[
https://issues.apache.org/jira/browse/MAHOUT-668?page=com.atlassian.jira.plugin.system.issuetabpanels:comment-tabpanel&focusedCommentId=13037486#comment-13037486
]
Daniel McEnnis commented on MAHOUT-668:
---------------------------------------
Thank you, Ted, for putting so much time into this. I'll do my best to answer
as consisely and completely as possible.
1. Use case: This is the algorithm for those learning problems that are simply
too massive even for Mahout's memory streamlined algorithms. Particularly for
knn, its the advertising company with 50,000 classes of people, tens to
hundreds of millions of examples and many terabytes of log data to classify
which type of person a log belongs to. Memory footprint becomes the biggest
issue as even the model takes more memory than what is available. For the
other Mahout classifiers, training data size is limited to available memory on
data nodes.
2. I forgot to add javadoc to the test classes. I'll fix that for the next
patch.
3. These distance measures have very different assumptions from those in
recommendation. A missing vector entry (say in sparse vector format) means 0,
not missing. This requires a hack of all distance measures to accommodate it.
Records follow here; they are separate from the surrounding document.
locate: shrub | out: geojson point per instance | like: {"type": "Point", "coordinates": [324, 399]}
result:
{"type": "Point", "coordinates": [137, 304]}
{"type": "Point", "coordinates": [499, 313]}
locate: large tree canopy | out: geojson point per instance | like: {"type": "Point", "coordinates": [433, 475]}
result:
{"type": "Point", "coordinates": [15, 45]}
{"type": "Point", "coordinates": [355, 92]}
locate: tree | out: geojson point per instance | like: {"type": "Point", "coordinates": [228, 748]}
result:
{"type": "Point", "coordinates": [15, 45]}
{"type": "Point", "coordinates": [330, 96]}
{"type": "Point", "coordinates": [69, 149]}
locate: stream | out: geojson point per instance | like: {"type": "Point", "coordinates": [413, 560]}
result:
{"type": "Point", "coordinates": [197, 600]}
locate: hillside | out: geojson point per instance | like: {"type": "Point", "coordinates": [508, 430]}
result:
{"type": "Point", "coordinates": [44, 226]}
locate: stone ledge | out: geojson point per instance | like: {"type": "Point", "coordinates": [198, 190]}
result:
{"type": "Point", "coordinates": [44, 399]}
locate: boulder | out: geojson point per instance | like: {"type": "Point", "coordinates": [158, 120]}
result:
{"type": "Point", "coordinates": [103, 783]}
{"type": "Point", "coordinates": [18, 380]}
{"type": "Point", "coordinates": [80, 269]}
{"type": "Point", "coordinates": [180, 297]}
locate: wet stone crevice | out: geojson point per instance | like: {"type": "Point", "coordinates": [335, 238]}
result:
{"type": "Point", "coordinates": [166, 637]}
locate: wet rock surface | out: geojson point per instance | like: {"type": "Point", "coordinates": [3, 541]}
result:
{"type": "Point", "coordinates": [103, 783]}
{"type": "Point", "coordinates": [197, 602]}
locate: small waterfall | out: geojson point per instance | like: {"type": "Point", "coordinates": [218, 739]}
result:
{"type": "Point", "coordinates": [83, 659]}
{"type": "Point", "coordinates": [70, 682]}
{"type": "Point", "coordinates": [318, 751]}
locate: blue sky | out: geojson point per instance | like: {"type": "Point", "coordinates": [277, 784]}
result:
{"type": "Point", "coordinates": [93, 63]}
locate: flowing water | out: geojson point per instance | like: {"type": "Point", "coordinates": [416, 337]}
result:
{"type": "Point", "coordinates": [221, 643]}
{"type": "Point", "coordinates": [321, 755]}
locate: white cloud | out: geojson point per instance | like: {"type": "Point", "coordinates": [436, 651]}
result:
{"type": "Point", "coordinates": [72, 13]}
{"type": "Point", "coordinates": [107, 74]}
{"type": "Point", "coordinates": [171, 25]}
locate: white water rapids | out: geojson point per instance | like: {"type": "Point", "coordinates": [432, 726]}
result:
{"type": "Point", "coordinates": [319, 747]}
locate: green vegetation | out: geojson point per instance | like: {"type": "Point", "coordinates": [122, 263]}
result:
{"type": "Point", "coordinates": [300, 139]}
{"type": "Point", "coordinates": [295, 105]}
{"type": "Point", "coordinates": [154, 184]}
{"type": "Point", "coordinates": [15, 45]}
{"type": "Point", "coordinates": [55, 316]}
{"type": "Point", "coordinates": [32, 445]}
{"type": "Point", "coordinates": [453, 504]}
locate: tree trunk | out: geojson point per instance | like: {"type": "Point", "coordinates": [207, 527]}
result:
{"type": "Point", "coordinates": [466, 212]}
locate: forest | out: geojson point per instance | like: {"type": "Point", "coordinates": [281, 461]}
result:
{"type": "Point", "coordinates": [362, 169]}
The measures are also 0 - Infinity, not -1 - 1 and the smaller the better.
Cosine distance doesn't fit this, so its got a transform to map it to 0-2 where
smaller is better. KL Distance is based on entropy. I'll double check my
references for the details.
4. MasterVector and ClassLabelVector- I created my own Dictionary class because
of my difficulty understanding it. I'm willing to switch, it just means taking
more time to understand the code. The name is arbitrary. I can change it as
needed. DfCountDictionary works better for me as its not an inverted reference.
5. standard classifier - Until today, I thought this was specific to the Bayes
algorithm. I'll add it to the next patch.
6. usability. Any user reading the javadoc on the entry classes ModelBuilder,
Classifier, or TestClassifier have instructions on how to setup data for this
patch. All three should have their options explained. I'll add it to the list
of things to put in the next patch. My understanding was that there is no
standard for at least input formats in Mahout. This patch describes my
proposal for what input formats each Mahout component ought to be able to
process.
7. still working on model suggestions....
> Adding knn support to Mahout classifiers
> ----------------------------------------
>
> Key: MAHOUT-668
> URL: https://issues.apache.org/jira/browse/MAHOUT-668
> Project: Mahout
> Issue Type: Improvement
> Components: Classification
> Affects Versions: 0.6
> Reporter: Daniel McEnnis
> Labels: classification, knn
> Attachments: MAHOUT-668.pat, Mahout-668-2.patch, Mahout-668-3.patch,
> Mahout-668.pat
>
> Original Estimate: 672h
> Remaining Estimate: 672h
>
> Initial implementation of the knn. This is a minimum base set with many more
> possible add-ons including support for text and weka input as well as a
> classify only (no confusion matrix) back end. The system was tested on the
> 20 newsgroup data set.
--
This message is automatically generated by JIRA.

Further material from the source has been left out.